Provincially, the $4 million electrification study is being ignored by Metrolinx in favour of buying these diesel trains before the study is completed, or considered. To her credit, the newly-elected, Liberal-backed councilor, Ana Bailao, supports the Clean Train Coalition and the residents of our communities for electric trains, despite the position of Metrolinx and the provincial Liberals. And in these hard economic times, why are we buying diesel trains from Japan, when Quebec-based Bombardier makes topflight electric trains?
Our west-end communities, with Weston leading the way, have advocated for electric trains from the provincial Liberals for over five years, transit that the rest of the developed world takes as a matter of course, and yet Metrolinx is forcing through diesel trains, which will actually work against commercial and residential development by necessitating large buffer zones.
When I attended the charrette for the design of the Junction Triangle, Castlepoint, who is redeveloping and remediating the lands of the Tower Automotive site, is forced to use parking structures and commercial office space as physical noise, vibration and sound buffers to the Georgetown corridor. With electric trains, much more of this real estate would usable for habitation and work. Castlepoint has the ear of Metrolinx — it seems to me that a fair trade off would be a tariff for developers going toward building electric trains in the Junction Triangle, an excellent suggestion for Premier Dalton McGuinty, thus releasing this land from dead zones, and the cul-de-sac view of concrete walls.
As Rob Fairley, a member of the Clean Train Coalition and a resident of Parkdale, said to Metrolinx’s board of directors meeting on Nov. 16th, during which they voted in favour of the Tier 4 trains, “We want electric trains, not diesel trails. We’re not here to disrupt the meeting, we just want to make sure you know where the community stands.”

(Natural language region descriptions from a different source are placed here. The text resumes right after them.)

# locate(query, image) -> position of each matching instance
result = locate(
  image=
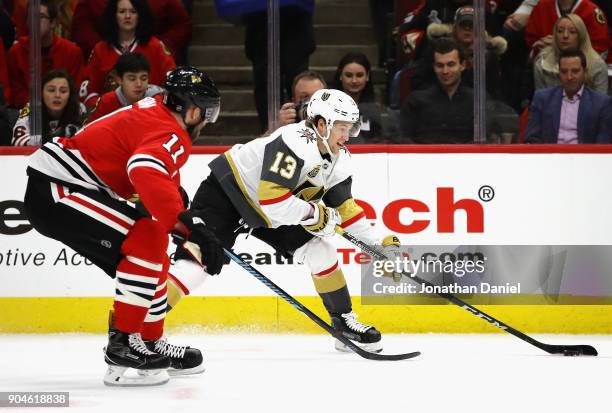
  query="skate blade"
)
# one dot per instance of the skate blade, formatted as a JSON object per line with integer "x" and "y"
{"x": 116, "y": 376}
{"x": 371, "y": 347}
{"x": 186, "y": 372}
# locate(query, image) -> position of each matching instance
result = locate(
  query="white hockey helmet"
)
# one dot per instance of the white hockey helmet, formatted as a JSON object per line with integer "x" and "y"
{"x": 334, "y": 105}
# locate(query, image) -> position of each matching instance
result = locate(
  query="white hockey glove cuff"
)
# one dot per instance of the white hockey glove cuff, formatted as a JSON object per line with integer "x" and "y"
{"x": 390, "y": 249}
{"x": 323, "y": 222}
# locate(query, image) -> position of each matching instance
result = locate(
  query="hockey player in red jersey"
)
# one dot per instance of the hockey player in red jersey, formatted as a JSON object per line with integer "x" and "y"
{"x": 77, "y": 191}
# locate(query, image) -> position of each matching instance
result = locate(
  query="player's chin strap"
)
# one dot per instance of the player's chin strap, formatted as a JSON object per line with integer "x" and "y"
{"x": 324, "y": 140}
{"x": 191, "y": 128}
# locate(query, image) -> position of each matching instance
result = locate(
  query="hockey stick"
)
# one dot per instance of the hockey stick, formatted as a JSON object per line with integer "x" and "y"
{"x": 566, "y": 350}
{"x": 300, "y": 307}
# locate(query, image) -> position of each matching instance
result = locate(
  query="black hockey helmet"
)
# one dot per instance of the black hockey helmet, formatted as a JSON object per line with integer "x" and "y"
{"x": 187, "y": 86}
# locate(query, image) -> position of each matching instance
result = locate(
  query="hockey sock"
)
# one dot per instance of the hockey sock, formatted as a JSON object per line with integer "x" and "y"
{"x": 136, "y": 285}
{"x": 142, "y": 269}
{"x": 153, "y": 327}
{"x": 331, "y": 286}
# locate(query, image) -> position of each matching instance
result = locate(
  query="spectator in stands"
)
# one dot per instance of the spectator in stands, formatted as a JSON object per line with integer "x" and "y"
{"x": 304, "y": 85}
{"x": 443, "y": 113}
{"x": 171, "y": 25}
{"x": 353, "y": 78}
{"x": 462, "y": 31}
{"x": 57, "y": 53}
{"x": 297, "y": 43}
{"x": 62, "y": 113}
{"x": 65, "y": 9}
{"x": 133, "y": 77}
{"x": 572, "y": 112}
{"x": 413, "y": 31}
{"x": 539, "y": 30}
{"x": 570, "y": 33}
{"x": 128, "y": 24}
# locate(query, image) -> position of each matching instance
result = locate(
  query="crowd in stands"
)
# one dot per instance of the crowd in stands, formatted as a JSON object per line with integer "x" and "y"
{"x": 548, "y": 67}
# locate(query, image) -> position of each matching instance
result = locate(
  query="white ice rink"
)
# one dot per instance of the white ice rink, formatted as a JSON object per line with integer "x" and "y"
{"x": 297, "y": 373}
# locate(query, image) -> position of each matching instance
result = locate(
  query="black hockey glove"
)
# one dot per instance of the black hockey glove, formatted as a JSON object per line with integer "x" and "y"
{"x": 192, "y": 234}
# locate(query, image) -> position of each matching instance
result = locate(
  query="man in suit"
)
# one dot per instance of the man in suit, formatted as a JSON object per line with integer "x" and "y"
{"x": 572, "y": 112}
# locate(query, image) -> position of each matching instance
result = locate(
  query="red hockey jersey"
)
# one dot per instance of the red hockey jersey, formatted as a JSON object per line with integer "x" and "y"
{"x": 4, "y": 76}
{"x": 172, "y": 24}
{"x": 63, "y": 54}
{"x": 100, "y": 75}
{"x": 547, "y": 12}
{"x": 136, "y": 150}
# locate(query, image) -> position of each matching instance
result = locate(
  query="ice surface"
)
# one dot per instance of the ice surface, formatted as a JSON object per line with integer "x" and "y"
{"x": 302, "y": 373}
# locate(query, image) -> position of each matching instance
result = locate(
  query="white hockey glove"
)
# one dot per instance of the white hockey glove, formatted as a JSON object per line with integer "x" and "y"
{"x": 323, "y": 222}
{"x": 390, "y": 248}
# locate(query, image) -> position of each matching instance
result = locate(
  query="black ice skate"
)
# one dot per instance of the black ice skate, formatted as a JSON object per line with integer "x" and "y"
{"x": 125, "y": 351}
{"x": 365, "y": 336}
{"x": 184, "y": 360}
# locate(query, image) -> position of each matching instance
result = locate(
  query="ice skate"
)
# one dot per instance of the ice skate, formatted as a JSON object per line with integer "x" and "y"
{"x": 125, "y": 351}
{"x": 184, "y": 360}
{"x": 365, "y": 336}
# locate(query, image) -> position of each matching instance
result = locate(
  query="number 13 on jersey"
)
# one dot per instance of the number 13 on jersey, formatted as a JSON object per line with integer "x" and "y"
{"x": 288, "y": 165}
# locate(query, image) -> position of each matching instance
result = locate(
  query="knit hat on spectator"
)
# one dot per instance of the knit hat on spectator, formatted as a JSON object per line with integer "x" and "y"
{"x": 464, "y": 14}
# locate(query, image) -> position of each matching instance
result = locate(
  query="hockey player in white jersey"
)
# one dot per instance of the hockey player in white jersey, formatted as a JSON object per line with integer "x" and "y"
{"x": 272, "y": 187}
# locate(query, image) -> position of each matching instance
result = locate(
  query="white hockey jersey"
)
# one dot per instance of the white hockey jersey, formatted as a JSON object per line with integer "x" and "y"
{"x": 270, "y": 180}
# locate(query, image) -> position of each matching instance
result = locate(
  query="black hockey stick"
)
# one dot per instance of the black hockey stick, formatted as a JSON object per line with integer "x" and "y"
{"x": 566, "y": 350}
{"x": 300, "y": 307}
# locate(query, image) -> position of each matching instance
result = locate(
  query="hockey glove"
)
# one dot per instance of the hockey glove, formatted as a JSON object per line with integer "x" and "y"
{"x": 390, "y": 249}
{"x": 323, "y": 222}
{"x": 199, "y": 241}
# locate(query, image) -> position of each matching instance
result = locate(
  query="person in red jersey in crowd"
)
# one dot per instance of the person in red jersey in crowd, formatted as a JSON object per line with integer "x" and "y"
{"x": 133, "y": 78}
{"x": 4, "y": 82}
{"x": 76, "y": 194}
{"x": 538, "y": 32}
{"x": 129, "y": 27}
{"x": 65, "y": 9}
{"x": 171, "y": 24}
{"x": 57, "y": 53}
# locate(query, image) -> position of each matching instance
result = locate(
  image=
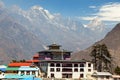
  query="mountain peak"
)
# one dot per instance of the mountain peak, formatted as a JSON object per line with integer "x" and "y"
{"x": 45, "y": 12}
{"x": 36, "y": 8}
{"x": 96, "y": 24}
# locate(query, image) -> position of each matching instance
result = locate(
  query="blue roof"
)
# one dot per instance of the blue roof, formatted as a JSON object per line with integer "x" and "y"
{"x": 3, "y": 69}
{"x": 31, "y": 79}
{"x": 29, "y": 68}
{"x": 16, "y": 76}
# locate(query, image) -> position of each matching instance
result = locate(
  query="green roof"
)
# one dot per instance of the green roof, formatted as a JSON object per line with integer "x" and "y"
{"x": 12, "y": 68}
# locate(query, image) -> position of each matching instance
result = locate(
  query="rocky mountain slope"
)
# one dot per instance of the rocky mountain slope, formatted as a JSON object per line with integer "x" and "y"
{"x": 22, "y": 33}
{"x": 112, "y": 40}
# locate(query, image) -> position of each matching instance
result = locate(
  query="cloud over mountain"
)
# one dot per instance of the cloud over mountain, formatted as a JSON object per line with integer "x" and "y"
{"x": 29, "y": 30}
{"x": 107, "y": 12}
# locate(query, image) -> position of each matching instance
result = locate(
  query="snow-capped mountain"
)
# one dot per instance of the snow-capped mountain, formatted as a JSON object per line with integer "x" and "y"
{"x": 40, "y": 27}
{"x": 96, "y": 25}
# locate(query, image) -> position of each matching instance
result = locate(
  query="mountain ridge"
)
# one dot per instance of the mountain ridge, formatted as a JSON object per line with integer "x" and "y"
{"x": 111, "y": 40}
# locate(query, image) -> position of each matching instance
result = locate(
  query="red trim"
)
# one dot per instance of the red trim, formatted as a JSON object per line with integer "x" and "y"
{"x": 18, "y": 64}
{"x": 31, "y": 61}
{"x": 36, "y": 55}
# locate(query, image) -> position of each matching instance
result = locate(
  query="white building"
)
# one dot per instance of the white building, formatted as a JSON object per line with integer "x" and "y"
{"x": 102, "y": 76}
{"x": 67, "y": 68}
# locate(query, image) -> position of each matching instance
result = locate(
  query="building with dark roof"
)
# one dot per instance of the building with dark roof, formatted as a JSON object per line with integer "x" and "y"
{"x": 56, "y": 62}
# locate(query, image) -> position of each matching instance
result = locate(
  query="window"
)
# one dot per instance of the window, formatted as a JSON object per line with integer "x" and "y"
{"x": 81, "y": 65}
{"x": 89, "y": 65}
{"x": 75, "y": 65}
{"x": 75, "y": 70}
{"x": 81, "y": 70}
{"x": 52, "y": 69}
{"x": 66, "y": 65}
{"x": 89, "y": 70}
{"x": 22, "y": 72}
{"x": 52, "y": 65}
{"x": 33, "y": 72}
{"x": 81, "y": 75}
{"x": 28, "y": 72}
{"x": 58, "y": 65}
{"x": 58, "y": 69}
{"x": 52, "y": 75}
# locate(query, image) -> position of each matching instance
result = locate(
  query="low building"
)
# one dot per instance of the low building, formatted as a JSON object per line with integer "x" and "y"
{"x": 102, "y": 75}
{"x": 68, "y": 68}
{"x": 19, "y": 70}
{"x": 56, "y": 63}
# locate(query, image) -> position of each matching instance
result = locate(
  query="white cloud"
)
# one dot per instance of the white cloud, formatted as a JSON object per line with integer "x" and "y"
{"x": 108, "y": 12}
{"x": 92, "y": 7}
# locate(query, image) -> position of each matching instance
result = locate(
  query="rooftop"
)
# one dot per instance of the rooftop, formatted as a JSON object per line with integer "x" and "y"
{"x": 65, "y": 61}
{"x": 102, "y": 74}
{"x": 18, "y": 64}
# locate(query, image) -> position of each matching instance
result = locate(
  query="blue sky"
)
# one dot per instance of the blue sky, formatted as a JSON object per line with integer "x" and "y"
{"x": 84, "y": 9}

Politely, with only 12 seats available in the back row of the boardroom, advocates for electric trains stood at the back, cycling every two or three minutes to change our guard, so that we could all take turns to bear witness to the botchery of Metrolinx’s public consultation and moot electrification study.

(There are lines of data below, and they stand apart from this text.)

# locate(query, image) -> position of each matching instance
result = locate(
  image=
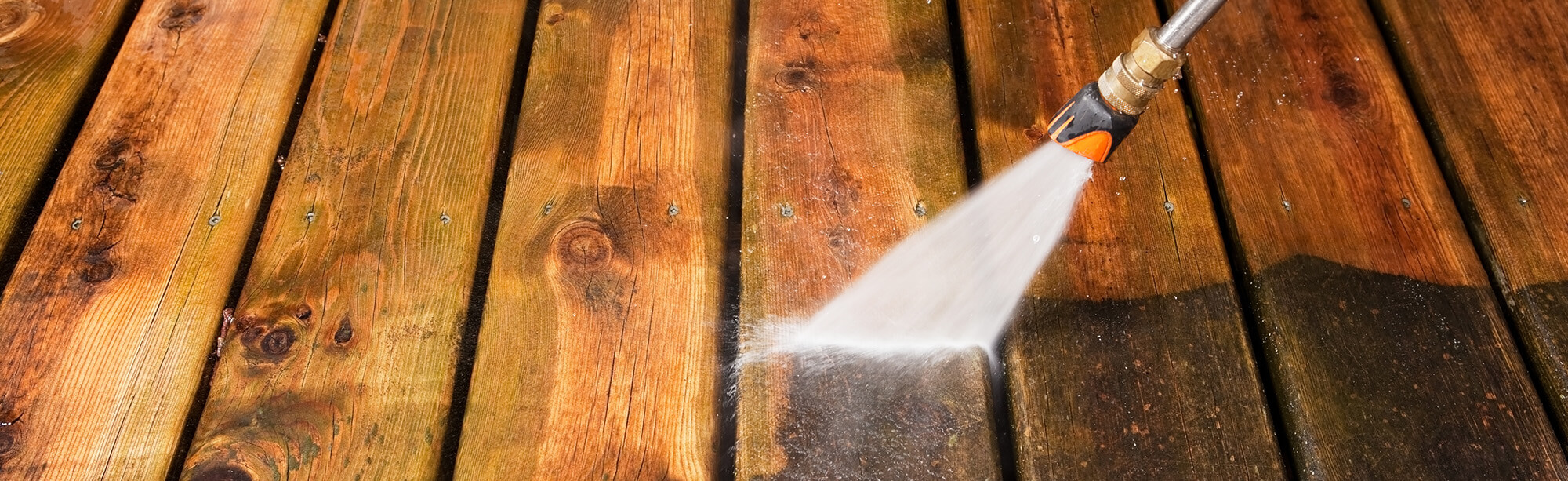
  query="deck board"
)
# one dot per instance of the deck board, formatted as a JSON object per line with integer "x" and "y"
{"x": 120, "y": 290}
{"x": 343, "y": 352}
{"x": 1130, "y": 357}
{"x": 48, "y": 56}
{"x": 1387, "y": 346}
{"x": 852, "y": 140}
{"x": 598, "y": 357}
{"x": 1483, "y": 82}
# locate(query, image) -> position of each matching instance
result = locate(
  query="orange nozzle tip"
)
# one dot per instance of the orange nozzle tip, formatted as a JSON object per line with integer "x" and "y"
{"x": 1094, "y": 145}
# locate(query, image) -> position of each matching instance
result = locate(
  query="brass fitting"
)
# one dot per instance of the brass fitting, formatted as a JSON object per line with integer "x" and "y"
{"x": 1138, "y": 75}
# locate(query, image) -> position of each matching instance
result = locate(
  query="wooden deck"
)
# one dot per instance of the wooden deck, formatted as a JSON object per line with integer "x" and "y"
{"x": 413, "y": 239}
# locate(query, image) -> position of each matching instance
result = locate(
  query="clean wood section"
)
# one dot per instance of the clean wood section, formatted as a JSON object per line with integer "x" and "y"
{"x": 598, "y": 357}
{"x": 1387, "y": 346}
{"x": 117, "y": 299}
{"x": 852, "y": 142}
{"x": 48, "y": 54}
{"x": 1501, "y": 131}
{"x": 1130, "y": 357}
{"x": 341, "y": 355}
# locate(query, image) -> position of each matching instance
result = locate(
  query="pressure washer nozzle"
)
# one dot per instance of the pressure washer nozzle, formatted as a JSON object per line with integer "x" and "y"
{"x": 1103, "y": 114}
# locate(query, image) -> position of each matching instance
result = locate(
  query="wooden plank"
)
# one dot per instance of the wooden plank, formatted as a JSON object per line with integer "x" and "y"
{"x": 1387, "y": 346}
{"x": 117, "y": 297}
{"x": 1479, "y": 78}
{"x": 852, "y": 140}
{"x": 1130, "y": 357}
{"x": 598, "y": 357}
{"x": 343, "y": 352}
{"x": 48, "y": 56}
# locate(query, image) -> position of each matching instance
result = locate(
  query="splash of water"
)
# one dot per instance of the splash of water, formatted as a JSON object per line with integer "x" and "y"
{"x": 953, "y": 285}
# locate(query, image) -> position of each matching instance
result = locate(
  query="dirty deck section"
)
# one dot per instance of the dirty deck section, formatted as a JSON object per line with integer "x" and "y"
{"x": 526, "y": 239}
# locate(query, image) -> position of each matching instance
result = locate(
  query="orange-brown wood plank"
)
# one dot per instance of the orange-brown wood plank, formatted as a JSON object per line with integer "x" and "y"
{"x": 48, "y": 56}
{"x": 1130, "y": 357}
{"x": 1388, "y": 349}
{"x": 598, "y": 357}
{"x": 115, "y": 302}
{"x": 341, "y": 357}
{"x": 1484, "y": 75}
{"x": 852, "y": 140}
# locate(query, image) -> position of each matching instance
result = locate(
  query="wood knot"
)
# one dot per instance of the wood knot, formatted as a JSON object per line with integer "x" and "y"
{"x": 7, "y": 443}
{"x": 1036, "y": 134}
{"x": 183, "y": 16}
{"x": 114, "y": 155}
{"x": 278, "y": 341}
{"x": 346, "y": 332}
{"x": 220, "y": 472}
{"x": 18, "y": 18}
{"x": 586, "y": 246}
{"x": 267, "y": 341}
{"x": 797, "y": 79}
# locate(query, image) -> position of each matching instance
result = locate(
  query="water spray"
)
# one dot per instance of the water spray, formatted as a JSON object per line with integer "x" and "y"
{"x": 956, "y": 283}
{"x": 1103, "y": 114}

Do-it-yourself citizenship? Ward 18 has produced documentaries, “Bending the Rails” by Jeff Winch, site installations for Nuit Blanche, Rail of Light by Jeff Winch and Richard Mongiat, anthems, “Go Electric” by Rob and Soli Joy, and marches, the Clean Air for Little Lungs Stroller Parade, and the Human Train, and a white elephant performance piece showing the next $1.3 billion abuse of taxpayers’ funds after the G20 — but our consultation, peaceful protests, and our electrification study have been shoved aside by the self-imposed need to make the Pan Am Games deadline.
What do 300,000 citizens do next, when the process is stacked against do-it-yourself civic intervention, and their health is put at risk, to prioritize dirty, diesel trains for a two-week sporting extravaganza, touting itself as “green,” when buses would be just fine for the athletes?
As Adlai E. Stevenson said, “As citizens of this democracy, you are the rulers and the ruled, the law-givers and the law-abiding, the beginning and the end.” Not in Canada, despite all our do-it-yourself citizenship supporting our commitment, through advocacy and research, to build an electric transit system in our west-end communities.
To the organizers of the DIY Citizenship Conference, thank you for an extraordinary experience. I suggest that the next conference be entitled ‘How to Build a Civil Society’, as it is clear that Canada has forgotten to include us in its democratic vote for sustainable transit.
Co-curator and contributing blogger for The Real G8/G20, Elizabeth Littlejohn blogs at Railroaded by Metrolinx.